The court finds reason to condemn the inspector into the costs incurred by interested party in connection with the hearing of the appeal reasonably. These charges are at the foot of the Decree on administrative costs for the set by a third professional legal assistance at € 1,225 (one point for filing the appeal, 0.5 point for submission of the reply and 1 point for the appear in court with a value of € 490 per point and a weight of 1).

6Decision

The court:

  • upholds the appeal;
  • provides a dividend tax refund of € 542 554;

– The inspector in the costs of interested condemns in the amount of € 1,225;

– Ordered that the inspector shall reimburse to them by interested registry fees of € 331.

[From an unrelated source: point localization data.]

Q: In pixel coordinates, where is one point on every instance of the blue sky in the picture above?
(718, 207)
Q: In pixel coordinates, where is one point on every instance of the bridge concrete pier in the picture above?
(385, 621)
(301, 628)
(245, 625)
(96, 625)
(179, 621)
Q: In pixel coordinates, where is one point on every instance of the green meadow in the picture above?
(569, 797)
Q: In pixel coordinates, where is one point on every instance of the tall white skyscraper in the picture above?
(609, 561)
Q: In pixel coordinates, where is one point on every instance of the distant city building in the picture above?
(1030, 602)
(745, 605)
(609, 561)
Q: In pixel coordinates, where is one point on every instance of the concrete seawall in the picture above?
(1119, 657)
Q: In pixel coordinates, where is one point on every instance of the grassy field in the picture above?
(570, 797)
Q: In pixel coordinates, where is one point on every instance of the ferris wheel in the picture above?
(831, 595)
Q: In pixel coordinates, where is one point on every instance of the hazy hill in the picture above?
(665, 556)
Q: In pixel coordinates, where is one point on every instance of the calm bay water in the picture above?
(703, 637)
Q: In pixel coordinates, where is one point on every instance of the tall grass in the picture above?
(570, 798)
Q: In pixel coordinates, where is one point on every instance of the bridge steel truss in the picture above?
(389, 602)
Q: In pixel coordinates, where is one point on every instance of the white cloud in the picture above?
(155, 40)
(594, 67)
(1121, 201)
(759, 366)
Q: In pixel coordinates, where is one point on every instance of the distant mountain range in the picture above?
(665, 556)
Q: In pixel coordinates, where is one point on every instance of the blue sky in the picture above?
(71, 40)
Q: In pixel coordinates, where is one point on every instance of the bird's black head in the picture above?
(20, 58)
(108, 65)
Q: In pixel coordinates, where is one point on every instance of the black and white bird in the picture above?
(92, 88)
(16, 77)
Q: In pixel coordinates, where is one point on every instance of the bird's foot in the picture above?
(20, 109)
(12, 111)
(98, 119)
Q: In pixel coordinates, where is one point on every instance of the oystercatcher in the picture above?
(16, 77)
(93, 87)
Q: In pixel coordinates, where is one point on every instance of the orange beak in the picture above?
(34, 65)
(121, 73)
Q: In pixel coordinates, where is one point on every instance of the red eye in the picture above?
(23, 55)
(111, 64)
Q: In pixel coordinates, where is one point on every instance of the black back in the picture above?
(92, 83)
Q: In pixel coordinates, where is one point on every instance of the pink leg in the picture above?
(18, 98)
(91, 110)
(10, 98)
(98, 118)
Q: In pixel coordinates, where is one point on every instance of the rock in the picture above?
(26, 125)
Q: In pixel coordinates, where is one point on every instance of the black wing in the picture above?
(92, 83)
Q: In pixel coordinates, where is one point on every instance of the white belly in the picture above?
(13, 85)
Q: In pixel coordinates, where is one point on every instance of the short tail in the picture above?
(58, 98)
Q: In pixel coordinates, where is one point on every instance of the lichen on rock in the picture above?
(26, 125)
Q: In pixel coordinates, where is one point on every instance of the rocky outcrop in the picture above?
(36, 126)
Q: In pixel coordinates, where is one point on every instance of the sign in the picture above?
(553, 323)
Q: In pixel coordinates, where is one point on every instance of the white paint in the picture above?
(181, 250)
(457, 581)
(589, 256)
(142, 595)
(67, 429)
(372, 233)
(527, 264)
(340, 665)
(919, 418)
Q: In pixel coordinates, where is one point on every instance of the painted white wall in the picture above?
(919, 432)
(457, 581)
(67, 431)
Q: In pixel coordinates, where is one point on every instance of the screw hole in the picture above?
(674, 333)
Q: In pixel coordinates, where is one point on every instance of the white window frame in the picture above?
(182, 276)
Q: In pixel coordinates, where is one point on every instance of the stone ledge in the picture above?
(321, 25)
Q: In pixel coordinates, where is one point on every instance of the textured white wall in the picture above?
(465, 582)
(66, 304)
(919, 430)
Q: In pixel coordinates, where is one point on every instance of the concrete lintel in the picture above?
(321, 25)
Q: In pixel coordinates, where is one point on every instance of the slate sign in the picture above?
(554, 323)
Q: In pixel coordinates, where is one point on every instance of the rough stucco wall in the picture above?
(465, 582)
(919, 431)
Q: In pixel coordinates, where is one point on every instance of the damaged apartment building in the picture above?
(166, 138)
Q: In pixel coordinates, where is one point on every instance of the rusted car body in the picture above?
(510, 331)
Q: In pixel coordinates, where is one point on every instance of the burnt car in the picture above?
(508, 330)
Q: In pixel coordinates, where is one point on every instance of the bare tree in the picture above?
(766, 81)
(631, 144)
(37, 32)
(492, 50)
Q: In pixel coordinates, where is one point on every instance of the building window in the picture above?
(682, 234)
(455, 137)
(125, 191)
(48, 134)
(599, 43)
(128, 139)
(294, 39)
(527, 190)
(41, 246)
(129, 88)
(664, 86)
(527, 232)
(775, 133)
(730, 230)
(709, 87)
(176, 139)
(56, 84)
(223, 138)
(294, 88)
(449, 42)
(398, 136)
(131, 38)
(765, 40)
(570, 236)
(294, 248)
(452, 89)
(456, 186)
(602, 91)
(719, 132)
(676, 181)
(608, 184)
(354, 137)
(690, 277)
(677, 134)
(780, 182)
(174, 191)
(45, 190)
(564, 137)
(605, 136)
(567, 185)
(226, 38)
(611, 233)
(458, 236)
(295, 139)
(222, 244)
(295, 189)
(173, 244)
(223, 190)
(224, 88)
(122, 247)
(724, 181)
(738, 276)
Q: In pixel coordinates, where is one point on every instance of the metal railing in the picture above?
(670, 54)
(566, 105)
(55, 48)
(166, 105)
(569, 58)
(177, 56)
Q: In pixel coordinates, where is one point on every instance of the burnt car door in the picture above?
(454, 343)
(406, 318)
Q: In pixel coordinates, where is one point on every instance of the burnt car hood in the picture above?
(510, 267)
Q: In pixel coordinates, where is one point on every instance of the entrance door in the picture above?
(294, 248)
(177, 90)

This statement was made on October 29, 2015 by mr. CAFM Stassen, president, mr. MRT Pauwels and mr. MWC Sołtysik, judges, and on the same day delivered in public in the presence of mr. I. van Wijk, Registrar.

The Registrar, The President,

Copy sent to registered parties:

These being necessary first performance to be given if the decision has become final. The ruling is final and not within six weeks after the decision of an appeal or final ruling on the employed remedy (Article 27h, paragraph and article 28, paragraph AWR).

Remedy

Against this judgment the parties may, within six weeks after the mailing appeal at the court in ‘s-Hertogenbosch (Tax Chamber), PO Box 70 583, 5201 CZ’ s-Hertogenbosch.

When filing an appeal the following must be observed:

1. A copy of this statement is presented in the appeal and the
second – the appeal must be signed and at least disclose the following:

a. the name and address of the applicant;

b. a date;

c. a description of the decision against which the appeal has been lodged;

d. The grounds of the appeal.

For citizens, it is possible to appeal digitally set. For this purpose use can be made of the administrative forms on Rechtspraak.nl / Virtual office.

Against this ruling parties may also set within six weeks after the mailing appeal in cassation jump at the Supreme Court of the Netherlands (Tax Chamber), PO Box 20 303, 2500 EH The Hague.

In addition, the following should be considered:

1. A copy of this statement is presented in the appeal and the
second – the appeal must be signed and at least disclose the following:

a. the name and address of the applicant;

b. a date;

c. a description of the decision against which the appeal in cassation jump;

d. The grounds of appeal in cassation jump.

For appeal in cassation jump is due court fee. After an appeal in cassation jump the submitter receives a note Registry charge of the Registrar of the Supreme Court.

In the cassation appeal, the Supreme Court may be called upon to condemn the other party to the proceedings.